By Elizabeth Larkwor Baah
Tema, Aug. 15, GNA – Mr. Edward Kareweh, General Secretary of the General Agriculture Workers Union (GAWU), says prioritising investments in agriculture is a sure way to manage inflation in the country.
He said managing food inflation will have a significant impact on the reduction of national inflation since it had been the major driving force of inflation in the country.
Mr. Kareweh told the Ghana News Agency in an interview in Tema that the continuous rise of food inflation was driven by both domestic and external factors, explaining that the external factors included the importation of inflated foods into the country.
“That is to say that if there is inflation in the importing country, they’ll put that inflation on their produce, and we’ll import those products into our country, and we’ll have to increase the price to be able to recover the increase that has occurred in the importing country.”

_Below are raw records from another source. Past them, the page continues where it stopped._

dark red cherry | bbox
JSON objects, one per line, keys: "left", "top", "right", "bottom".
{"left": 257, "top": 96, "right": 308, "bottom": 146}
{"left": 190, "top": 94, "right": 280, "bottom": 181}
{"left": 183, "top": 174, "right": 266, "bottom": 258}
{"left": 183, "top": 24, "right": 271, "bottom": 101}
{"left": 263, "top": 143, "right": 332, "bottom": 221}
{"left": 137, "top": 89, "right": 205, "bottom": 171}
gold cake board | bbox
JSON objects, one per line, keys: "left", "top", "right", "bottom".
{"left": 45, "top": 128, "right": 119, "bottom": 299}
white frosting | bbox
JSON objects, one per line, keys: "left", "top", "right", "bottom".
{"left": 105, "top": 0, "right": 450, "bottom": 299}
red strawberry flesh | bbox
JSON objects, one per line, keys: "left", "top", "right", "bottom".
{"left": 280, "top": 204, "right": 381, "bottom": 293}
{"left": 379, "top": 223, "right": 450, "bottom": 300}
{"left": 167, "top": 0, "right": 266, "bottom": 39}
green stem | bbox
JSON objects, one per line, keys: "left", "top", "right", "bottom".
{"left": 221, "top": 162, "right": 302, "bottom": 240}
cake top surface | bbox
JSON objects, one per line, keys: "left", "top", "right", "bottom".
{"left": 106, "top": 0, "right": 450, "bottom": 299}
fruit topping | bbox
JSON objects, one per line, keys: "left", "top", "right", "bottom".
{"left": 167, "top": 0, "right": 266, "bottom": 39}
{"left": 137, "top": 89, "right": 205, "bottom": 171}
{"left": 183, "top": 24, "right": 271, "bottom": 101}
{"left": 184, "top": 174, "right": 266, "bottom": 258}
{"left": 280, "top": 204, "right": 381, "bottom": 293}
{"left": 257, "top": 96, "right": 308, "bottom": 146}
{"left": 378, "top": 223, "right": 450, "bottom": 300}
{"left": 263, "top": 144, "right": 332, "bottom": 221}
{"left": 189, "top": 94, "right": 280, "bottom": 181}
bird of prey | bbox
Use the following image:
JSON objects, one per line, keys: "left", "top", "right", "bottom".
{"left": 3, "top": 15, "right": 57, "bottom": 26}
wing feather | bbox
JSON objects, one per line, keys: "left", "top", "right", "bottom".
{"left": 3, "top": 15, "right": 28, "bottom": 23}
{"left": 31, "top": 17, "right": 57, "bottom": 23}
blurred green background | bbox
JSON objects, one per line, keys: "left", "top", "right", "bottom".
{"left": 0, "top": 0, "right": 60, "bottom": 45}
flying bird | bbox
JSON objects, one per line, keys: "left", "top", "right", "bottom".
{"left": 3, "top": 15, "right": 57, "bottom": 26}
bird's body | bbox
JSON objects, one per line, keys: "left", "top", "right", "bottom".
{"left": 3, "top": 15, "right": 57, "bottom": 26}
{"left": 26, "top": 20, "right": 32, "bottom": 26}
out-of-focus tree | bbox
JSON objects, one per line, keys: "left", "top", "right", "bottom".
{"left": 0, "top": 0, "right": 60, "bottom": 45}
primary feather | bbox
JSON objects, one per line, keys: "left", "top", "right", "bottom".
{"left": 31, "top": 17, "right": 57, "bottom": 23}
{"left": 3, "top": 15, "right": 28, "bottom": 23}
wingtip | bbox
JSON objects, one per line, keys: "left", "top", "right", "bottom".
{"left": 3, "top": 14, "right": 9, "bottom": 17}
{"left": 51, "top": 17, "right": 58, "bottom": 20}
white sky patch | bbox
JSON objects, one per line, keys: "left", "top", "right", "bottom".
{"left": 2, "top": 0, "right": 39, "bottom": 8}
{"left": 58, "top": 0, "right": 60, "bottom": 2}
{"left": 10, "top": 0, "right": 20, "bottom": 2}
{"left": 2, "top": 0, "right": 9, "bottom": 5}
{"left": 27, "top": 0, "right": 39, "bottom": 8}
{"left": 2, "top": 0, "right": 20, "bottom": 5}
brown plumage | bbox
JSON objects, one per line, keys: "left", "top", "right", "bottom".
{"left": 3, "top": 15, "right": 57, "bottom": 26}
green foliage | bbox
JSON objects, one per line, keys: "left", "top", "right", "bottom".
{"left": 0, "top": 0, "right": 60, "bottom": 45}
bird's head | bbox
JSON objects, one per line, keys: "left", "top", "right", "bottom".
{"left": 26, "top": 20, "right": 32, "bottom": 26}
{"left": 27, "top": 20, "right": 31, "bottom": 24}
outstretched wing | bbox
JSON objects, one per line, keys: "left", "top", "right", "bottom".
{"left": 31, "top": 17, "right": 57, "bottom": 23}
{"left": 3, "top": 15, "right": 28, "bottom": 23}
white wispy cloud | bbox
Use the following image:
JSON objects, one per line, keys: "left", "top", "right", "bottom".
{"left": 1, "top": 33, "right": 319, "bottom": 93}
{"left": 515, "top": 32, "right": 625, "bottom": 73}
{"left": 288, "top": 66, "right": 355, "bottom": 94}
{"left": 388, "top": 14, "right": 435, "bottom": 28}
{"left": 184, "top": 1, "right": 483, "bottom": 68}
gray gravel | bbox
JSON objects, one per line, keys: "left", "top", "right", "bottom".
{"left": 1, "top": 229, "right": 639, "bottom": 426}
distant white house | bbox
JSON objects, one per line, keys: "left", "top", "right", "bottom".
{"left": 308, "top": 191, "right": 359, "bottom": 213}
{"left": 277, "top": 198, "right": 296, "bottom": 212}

He mentioned that domestic causes were due to the high cost of production, less food produced recently, and the high taxes being paid on goods and tools needed to make the production process flexible for stakeholders in the agricultural sector.
“If you have a country like ours where we import almost everything, it means that when there’s a global dynamics, we’ll suffer it so much. That is the reason why the government says it’s as a result of the Ukraine-Russia war.”
The Secretary GAWU noted that the prioritisation and investment must be done in a manner in which loopholes through which waste occurred were blocked immediately as the waste in the sector in previous years negatively impacted the activities of farmers.
“In the past, we saw that there was a wastage in the investment in agriculture; the fertiliser that was supplied in large quantities was smuggled out of the country.”
He said the survival of humans to a large extent depended on food, saying that ” no person can afford to forgo food no matter their level of income, so food is critical and the government must prioritise the agriculture sector.”